The first footnote in the paper points the exposure of a huge corruption scandal where several top officials are alleged to have tight connections with a construction company. So, whether one looks at Ireland, India or Sweden, the role of real estate/construction in corruption comes to limelight.
The Arab Democracy Paradox
MWANGI KIMENYI of Brookings in an article (The Arab Democracy Paradox) points out that the uprising in Middle East (ME) was not because of development failure—in many ways, they are actually development successes. In last year’s Human Development Report, five ME countries are in the top 10 in terms of overall improvements – Tunisia, Algeria etc. The advances are mainly in significant improvements in health and education.
American sociologist Seymour Martin Lipset said more than 50 years ago that the demand for democracy is a result of broader processes of modernisation and development. In the long run, it is very difficult for societies that have attained high living standards to tolerate living under autocratic regimes. However, in the ME case, it was not economic growth per se but improvement in social development that led to this movement.
The author says that the healthier and more educated youth were unwilling to be ruled by predatory elites. Hence, the protests were also mostly led by university-educated youth. Though these countries might take time to emerge as proper democracies, there is little chance that these countries will veer back toward authoritarian rule.

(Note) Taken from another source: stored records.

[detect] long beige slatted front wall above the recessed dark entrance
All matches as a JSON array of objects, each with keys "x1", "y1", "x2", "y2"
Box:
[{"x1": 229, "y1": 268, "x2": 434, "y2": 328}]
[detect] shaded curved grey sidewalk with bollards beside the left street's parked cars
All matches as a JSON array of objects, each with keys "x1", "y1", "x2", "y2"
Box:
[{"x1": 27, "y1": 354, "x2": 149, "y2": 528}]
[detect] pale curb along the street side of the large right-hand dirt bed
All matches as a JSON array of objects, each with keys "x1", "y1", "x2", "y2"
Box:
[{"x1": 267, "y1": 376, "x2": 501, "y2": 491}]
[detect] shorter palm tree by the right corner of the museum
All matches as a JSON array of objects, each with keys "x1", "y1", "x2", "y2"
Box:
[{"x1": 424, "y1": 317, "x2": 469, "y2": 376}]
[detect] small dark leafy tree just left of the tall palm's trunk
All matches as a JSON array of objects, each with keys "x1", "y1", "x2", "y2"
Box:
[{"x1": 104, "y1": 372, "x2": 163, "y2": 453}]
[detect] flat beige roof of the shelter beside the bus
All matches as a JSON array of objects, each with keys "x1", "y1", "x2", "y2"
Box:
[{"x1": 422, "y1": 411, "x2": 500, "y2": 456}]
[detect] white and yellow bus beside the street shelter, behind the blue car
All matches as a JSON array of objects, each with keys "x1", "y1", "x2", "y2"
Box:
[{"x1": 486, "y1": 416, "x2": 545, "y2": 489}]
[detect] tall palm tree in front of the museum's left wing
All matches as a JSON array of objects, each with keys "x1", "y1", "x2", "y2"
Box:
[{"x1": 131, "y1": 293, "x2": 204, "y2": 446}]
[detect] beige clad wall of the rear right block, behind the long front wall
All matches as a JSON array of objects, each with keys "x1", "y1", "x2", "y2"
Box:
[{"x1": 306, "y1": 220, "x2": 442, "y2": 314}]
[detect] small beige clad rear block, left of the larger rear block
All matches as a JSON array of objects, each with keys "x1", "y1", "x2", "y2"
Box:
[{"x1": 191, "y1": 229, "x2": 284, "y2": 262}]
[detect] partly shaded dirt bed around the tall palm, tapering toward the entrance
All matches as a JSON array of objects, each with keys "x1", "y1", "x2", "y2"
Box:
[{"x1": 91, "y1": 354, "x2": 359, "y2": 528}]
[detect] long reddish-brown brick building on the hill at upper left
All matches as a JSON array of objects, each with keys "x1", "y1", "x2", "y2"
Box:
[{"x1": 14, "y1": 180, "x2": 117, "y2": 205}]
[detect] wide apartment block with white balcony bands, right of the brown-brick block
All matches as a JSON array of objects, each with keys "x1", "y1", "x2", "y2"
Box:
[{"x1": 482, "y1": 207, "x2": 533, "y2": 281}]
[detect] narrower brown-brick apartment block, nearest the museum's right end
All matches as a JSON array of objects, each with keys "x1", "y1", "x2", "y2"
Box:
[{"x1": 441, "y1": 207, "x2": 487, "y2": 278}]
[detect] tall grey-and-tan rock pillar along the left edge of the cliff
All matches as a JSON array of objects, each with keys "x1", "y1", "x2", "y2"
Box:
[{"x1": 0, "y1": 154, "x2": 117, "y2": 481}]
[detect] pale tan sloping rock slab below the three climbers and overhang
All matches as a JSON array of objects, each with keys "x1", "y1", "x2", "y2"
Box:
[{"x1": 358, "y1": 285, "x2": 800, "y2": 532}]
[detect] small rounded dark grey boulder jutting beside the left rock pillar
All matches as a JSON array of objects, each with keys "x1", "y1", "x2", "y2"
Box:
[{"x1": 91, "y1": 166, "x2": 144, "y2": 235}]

This is just the opposite of what others have been saying. For instance, Arvind Subramanian says that as these economies rely on natural resources and rents, that return to democracy will not really happen. It will be interesting to see how Arab World moves from here.

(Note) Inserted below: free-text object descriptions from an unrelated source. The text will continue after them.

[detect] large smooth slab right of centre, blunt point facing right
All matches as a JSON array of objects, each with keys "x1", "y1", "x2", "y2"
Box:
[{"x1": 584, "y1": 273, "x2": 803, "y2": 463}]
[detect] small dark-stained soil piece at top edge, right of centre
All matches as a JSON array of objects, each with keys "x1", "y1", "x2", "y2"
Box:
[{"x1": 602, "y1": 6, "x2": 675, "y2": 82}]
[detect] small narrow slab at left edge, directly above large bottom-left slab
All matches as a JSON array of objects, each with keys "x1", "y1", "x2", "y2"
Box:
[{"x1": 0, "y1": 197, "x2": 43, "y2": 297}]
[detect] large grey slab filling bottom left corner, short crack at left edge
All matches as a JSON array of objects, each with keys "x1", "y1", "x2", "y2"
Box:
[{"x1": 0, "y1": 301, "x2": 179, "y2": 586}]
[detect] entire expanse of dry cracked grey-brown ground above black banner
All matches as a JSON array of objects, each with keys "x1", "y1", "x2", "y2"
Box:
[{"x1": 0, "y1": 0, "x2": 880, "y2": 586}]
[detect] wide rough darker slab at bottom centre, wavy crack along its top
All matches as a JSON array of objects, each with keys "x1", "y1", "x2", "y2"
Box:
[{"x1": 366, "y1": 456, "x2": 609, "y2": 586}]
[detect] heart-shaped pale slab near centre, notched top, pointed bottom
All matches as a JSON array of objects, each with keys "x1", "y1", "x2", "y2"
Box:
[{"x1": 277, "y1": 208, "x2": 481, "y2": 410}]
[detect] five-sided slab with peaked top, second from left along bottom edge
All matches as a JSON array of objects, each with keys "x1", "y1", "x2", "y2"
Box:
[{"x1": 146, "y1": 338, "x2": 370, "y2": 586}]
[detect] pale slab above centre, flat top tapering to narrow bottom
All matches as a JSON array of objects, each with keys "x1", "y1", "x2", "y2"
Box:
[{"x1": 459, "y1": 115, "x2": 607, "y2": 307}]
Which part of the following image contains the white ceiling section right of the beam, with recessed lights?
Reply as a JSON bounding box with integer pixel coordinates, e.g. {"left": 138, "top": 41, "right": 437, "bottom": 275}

Did financial sector reforms in India lead to expansion of credit?
IMF economists POONAM GUPTA, KALPANA KOCHHAR & SANJAYA PANTH look at the impact of financial liberalization in India on banks’ portfolios (Bank Ownership and the Effects of Financial Liberalization: Evidence from India).
The paper has some amazing findings:
• Despite many years of reform, credit constraint remains a problem in India.
• The banking system is dominated by public sector banks (PSB). Despite lower Statutory Liquidity Ratios (SLR), PSBs allot larger investments in government bonds (G-secs).
• Moreover, the investment in G-sec rises with rise in fiscal deficit, implying that PSBs kind of take it upon themselves to fund the fiscal deficit.
• PSBs do not hold higher G-secs for risk management. The reasons are incentive system in PSBs where a high risk loan turning into default could lead to government enquiry. Also perhaps there is moral suasion coaxing PSB officials to hold higher bonds to finance fiscal deficits.
• Earlier research showed how large fiscal deficit could lead to private sector crowding out as government absorb majority of the domestic savings. This research shows how PSB could deploy domestic savings to park most monies in G-sec indirectly leading to additional crowding out of private sector.
The paper shows another fallout of high fiscal deficits, and links it interestingly to PSBs. Authors conclude that government ownership of banks combined with high fiscal deficits may limit the gains from financial liberalisation for developing economies.